IT was a truly sobering experience.
Sitting for a day in a brightly lit conference room, while across the hall young graduates of computer science battled dark foes, I was educated as to the sophistication, intelligence and business nous of underground hackers.
RSA has been fighting the good cyberfight for many years now, with no small catalogue of wins, and some scars, to prove it. Some of its key personnel were allowed out from their desks to educate journalists as to the extent, skill and sheer ingenuity of the current round of attackers behind the advanced persistent threats (APT), trojans and general malware plague that bedevils the IT industry and the world at large. While they showed us botnets for sale, point and click apps to create your own Trojans, easy cash drops and mule management, they also highlighted that despite the advanced bit of APT being well deserved, the weakest link in the chain is still the user.

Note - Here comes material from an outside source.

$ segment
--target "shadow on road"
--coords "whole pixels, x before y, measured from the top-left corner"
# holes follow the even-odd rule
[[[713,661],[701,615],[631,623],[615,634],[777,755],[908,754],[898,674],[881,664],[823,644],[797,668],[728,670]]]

Unfortunately the Mark I idiot is still in mass production and its prevalence vastly outnumbers even the impressive wave of new malware instances.
Despite so many campaigns to make users more aware of the kind of techniques and tactics employed by fraudsters and hackers, there seems to be limited success.
How many times has your bank or credit card company warned you that it will never use email to ask you for your confidential personal details? Would a user not stop and wonder why, at the initial log-in stage, a bank is looking for credit card number and PIN? Apparently not is the answer that gives many a security company such as RSA such a lucrative business.
Alas, technical education alone is not the answer, as sometimes even experienced people with a good knowledge of general IT could not resist the "next, next, next" reaction when met with information windows on installing a new app. Consequently the ‘should-know-better' brigade can also fall to the fraudsters.
So what can be done to lessen the effects of ignorance, stupidity and inattention?
Well that is a tough one. What can be relied upon are the facts that the Mark I idiot will continue with its current specification and the fraudsters will persist in using any technique, technology or gambit to achieve their aims. So what does that leave? Well, it leaves machine learning and intelligence to try to cope with the shortfall.
It might mean the equivalent of the old Harry Enfield character whose constant refrain was "I do not believe you wanted to do that!"
When a user clicks through a set of information messages and options faster than it is humanly possible to read them, perhaps the system should intervene and prevent such inattention. Though this raises another important point and that is that any security that is too restrictive or awkward will be either circumvented or simply abandoned.
All of this must feedback to making sure that the user, who really is not an idiot, is security aware, but not a security operative. I fully admit it is a generalisation to refer to users as idiots when in fact they are usually well intentioned people, with too much to do and not enough time to do it, who just want to get a job done.
Perhaps what is needed is a fundamental rethink of how user interaction is conducted when it comes to using applications that require high levels of security.
What is currently characterising the ‘through a glass darkly' malware industry is an ease of use that is frightening. The real practitioners are making their capabilities available to the uninitiated through simple interfaces that are stunningly well designed. Perhaps it is time for the white hats to learn from the black hats and mirror that ease of use in all aspects of end user security, ensuring that the end user does not end up as an idiot and a victim.